Como definimos os Agentes de influência?
No âmbito das Frentes e das Bancadas, identificamos, ainda, no que diz respeito à atuação dos parlamentares que mobilizam sua identidade religiosa, a existência daquilo que chamamos de “agentes de influência”. Não se trata, contudo, de uma hierarquização entre essas formas de organização e atuação política, ou de um grupo articulado entre si, mas de reconhecer a existência de níveis de intervenção que se configuram em ascendência nos processos políticos que envolvem o Parlamento
Aqueles identificados como “agentes de influência”, por exemplo, se mostram mais ativos na articulação política, nos posicionamentos públicos e na defesa das pautas priorizadas pelas bancadas informais.

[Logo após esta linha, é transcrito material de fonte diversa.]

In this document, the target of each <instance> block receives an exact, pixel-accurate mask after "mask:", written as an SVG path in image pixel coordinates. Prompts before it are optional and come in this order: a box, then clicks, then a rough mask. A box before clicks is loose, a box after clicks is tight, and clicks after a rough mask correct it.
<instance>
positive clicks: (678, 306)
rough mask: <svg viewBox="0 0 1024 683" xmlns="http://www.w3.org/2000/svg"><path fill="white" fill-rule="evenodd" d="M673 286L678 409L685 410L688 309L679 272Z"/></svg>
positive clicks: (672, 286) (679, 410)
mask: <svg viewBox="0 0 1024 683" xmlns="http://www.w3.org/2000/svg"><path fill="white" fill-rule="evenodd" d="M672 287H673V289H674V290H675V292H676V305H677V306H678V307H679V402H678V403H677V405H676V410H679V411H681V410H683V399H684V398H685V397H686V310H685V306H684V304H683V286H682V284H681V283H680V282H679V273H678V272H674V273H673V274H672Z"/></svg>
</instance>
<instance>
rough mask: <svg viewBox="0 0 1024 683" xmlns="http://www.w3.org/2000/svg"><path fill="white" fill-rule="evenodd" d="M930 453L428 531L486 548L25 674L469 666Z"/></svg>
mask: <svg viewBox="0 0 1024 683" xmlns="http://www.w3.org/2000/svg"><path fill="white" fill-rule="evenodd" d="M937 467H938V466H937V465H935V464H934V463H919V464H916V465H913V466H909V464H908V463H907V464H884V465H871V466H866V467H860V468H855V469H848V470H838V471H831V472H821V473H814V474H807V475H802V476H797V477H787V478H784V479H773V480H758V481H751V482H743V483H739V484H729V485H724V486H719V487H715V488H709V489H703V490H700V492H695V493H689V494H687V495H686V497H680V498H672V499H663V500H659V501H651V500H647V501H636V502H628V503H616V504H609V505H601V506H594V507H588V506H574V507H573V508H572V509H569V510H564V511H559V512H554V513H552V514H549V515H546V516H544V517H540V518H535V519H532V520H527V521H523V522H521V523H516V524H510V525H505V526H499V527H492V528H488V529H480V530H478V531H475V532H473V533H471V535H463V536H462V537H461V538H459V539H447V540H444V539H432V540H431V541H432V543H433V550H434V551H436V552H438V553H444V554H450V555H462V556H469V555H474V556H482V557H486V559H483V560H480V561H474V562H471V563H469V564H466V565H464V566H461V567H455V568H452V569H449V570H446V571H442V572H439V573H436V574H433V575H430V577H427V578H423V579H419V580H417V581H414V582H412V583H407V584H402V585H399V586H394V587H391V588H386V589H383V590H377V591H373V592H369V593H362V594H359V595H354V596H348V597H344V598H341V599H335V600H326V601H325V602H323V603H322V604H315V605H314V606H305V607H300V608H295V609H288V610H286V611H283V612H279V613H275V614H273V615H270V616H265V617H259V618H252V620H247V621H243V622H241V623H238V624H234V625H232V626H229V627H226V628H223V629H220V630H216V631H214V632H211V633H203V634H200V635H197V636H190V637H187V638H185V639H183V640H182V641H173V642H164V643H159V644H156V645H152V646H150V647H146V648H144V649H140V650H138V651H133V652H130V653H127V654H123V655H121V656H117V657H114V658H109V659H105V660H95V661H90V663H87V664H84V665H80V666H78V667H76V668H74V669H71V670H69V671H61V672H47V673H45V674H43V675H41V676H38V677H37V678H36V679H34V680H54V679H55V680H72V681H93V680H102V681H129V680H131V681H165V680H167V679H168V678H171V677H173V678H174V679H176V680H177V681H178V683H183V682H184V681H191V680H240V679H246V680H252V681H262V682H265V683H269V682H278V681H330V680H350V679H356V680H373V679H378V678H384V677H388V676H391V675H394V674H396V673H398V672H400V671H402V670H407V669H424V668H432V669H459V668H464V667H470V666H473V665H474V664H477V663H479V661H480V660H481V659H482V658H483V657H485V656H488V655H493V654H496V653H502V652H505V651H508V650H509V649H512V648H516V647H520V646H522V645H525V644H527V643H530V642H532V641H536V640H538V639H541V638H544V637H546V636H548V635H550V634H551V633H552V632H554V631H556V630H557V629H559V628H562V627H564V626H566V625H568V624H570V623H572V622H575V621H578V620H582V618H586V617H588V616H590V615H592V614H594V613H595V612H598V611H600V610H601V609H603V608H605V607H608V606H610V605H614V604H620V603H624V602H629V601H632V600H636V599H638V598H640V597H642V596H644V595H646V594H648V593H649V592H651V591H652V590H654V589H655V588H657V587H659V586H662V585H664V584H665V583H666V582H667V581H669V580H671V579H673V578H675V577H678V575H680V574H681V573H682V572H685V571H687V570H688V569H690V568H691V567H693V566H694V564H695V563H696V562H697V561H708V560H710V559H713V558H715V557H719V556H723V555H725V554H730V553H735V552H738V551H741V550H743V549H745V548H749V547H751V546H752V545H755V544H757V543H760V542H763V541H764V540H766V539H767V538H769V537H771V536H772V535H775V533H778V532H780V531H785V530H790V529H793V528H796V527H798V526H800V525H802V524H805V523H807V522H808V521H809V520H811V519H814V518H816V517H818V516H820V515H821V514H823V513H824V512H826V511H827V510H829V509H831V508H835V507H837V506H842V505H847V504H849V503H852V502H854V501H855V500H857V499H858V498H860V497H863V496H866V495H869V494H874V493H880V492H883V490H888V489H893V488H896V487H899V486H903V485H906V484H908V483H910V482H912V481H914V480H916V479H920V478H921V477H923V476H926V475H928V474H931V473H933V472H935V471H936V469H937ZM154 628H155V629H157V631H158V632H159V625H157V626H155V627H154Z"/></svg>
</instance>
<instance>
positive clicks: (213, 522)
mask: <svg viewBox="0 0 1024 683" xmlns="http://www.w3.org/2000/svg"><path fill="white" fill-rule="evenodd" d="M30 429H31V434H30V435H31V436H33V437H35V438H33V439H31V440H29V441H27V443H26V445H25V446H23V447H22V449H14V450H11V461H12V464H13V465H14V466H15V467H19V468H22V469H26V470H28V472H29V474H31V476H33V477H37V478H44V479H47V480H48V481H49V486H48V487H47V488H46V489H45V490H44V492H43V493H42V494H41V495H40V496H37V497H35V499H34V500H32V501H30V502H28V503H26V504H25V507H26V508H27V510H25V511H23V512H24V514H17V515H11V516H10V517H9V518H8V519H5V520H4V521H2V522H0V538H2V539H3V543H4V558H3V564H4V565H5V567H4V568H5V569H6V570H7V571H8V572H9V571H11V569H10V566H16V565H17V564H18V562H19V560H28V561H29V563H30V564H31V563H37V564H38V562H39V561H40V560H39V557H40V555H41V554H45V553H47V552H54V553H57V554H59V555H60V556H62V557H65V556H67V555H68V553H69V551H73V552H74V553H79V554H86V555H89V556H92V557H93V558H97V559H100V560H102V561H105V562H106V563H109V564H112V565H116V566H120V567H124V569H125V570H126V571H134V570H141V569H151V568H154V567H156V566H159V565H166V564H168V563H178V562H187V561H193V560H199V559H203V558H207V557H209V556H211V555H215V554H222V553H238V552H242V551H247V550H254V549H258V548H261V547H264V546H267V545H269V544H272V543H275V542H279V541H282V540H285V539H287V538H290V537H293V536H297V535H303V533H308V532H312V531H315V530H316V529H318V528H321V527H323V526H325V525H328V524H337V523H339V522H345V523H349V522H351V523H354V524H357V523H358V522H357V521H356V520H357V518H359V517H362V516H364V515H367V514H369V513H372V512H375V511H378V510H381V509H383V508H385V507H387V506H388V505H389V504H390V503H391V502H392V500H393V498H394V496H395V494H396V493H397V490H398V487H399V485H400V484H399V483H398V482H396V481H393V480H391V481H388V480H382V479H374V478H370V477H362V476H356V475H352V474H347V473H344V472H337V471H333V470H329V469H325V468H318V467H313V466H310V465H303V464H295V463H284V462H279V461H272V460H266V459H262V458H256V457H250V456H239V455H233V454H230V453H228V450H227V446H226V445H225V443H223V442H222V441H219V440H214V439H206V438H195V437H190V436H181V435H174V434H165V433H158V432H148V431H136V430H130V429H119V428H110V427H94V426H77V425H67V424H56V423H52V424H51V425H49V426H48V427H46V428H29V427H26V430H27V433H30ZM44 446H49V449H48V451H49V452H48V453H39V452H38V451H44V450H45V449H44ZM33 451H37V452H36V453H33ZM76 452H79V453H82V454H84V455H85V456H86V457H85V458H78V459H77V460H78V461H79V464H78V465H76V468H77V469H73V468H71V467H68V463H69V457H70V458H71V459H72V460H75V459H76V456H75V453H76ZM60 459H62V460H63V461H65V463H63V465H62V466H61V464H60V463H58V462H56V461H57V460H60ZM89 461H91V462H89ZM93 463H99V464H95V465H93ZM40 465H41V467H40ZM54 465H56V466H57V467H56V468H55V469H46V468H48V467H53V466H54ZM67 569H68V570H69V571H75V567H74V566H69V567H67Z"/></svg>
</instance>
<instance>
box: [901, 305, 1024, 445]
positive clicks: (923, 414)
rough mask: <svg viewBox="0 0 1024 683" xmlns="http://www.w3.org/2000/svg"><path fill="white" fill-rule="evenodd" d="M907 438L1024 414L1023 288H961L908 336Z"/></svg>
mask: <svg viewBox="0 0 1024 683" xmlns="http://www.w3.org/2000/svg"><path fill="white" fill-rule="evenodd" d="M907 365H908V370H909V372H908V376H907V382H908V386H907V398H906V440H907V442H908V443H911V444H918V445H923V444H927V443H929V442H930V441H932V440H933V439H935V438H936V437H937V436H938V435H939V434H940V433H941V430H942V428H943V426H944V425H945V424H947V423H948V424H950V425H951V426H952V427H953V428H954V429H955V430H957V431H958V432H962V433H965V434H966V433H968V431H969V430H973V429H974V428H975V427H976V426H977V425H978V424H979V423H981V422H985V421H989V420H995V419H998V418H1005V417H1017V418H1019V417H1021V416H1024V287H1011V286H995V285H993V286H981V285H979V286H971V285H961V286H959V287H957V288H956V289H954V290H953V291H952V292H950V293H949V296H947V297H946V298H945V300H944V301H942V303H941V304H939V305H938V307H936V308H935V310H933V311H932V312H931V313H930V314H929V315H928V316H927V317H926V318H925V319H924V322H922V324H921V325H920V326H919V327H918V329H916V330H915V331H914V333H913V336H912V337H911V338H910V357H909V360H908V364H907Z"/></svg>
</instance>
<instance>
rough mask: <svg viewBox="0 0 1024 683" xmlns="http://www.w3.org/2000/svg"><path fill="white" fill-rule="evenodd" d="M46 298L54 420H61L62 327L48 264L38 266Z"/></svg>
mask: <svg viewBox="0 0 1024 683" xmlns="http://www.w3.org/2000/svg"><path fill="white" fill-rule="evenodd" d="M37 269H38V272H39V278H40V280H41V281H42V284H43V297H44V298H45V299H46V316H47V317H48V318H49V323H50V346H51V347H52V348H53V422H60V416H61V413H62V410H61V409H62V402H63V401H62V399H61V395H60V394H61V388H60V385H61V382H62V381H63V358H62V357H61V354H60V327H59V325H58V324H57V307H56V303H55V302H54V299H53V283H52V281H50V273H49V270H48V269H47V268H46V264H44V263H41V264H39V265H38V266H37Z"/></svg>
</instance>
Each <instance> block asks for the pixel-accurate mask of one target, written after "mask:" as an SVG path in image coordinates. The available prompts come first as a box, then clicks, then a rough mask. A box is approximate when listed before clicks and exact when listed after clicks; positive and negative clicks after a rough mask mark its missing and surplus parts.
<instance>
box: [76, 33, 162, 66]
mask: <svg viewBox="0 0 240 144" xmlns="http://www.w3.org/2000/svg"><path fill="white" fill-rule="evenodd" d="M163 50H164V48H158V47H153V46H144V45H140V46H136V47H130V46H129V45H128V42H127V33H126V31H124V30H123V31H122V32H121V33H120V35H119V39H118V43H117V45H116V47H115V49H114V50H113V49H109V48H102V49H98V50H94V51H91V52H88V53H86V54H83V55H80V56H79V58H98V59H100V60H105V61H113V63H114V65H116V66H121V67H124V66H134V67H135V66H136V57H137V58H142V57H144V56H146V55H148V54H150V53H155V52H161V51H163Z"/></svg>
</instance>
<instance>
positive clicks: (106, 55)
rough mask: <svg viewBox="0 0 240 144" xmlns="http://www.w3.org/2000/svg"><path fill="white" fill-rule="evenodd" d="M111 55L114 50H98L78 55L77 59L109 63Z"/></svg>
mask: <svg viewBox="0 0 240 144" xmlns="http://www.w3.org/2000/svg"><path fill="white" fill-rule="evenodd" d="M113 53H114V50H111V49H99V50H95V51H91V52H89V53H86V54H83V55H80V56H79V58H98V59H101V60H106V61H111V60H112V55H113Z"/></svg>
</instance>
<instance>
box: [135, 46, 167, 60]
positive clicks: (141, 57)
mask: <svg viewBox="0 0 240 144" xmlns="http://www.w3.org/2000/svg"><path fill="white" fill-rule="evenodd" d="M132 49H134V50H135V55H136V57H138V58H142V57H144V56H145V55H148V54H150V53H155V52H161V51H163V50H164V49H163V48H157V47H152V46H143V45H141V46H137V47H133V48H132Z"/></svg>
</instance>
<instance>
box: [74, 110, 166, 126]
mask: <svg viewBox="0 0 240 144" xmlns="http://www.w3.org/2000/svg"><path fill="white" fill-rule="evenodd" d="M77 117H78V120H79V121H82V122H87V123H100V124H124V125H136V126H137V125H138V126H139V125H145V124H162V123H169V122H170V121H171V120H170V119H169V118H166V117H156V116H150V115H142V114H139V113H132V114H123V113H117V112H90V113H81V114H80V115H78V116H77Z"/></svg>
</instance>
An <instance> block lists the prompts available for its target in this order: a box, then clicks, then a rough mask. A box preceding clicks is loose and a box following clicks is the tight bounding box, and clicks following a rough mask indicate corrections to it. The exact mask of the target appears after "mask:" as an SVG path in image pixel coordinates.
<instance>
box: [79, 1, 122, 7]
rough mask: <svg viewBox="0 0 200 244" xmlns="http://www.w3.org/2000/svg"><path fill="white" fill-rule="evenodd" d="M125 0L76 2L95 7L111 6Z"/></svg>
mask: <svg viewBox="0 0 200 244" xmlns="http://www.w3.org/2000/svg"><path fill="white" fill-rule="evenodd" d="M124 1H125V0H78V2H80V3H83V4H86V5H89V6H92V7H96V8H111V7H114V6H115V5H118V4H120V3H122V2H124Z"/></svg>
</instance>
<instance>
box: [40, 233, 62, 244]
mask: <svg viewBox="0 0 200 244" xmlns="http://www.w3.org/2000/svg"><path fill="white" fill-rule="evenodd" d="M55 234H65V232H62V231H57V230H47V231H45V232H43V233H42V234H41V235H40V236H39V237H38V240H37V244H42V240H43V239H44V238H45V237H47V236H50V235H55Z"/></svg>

Os congressistas aqui identificados integram, em geral, com os quadros orgânicos das frentes e bancadas informais, e, frequentemente, se pronunciam em nome delas nas comissões, no plenário e nas mídias. São, também, os principais interlocutores com os grupos sociais e de interesse que as Frentes representam.
Para identificar os “agentes de influência” aplicamos diferentes critérios quantitativos e qualitativos:
- Primeiro, identificamos parlamentares signatários das Frentes com projeção por atuação parlamentar. Para classificar este elemento, foram considerados critérios como identidade religiosa ativa, atuação no núcleo de articulação política da Frente, participação ou cargos em comissões e atividades de articulação/representação política em nome da frente;
- Depois, identificamos os parlamentares signatários das Frentes com projeção pública por terem influência política, ou seja, aqueles mais ativos na articulação política dos parlamentares com identidade religiosa, nos posicionamentos públicos e na defesa das pautas priorizadas pelas bancadas informais;
- Por fim, identificamos os parlamentares não signatários das Frentes, mas que são ativamente atuantes a partir das características destacadas nas categorias 1 e 2.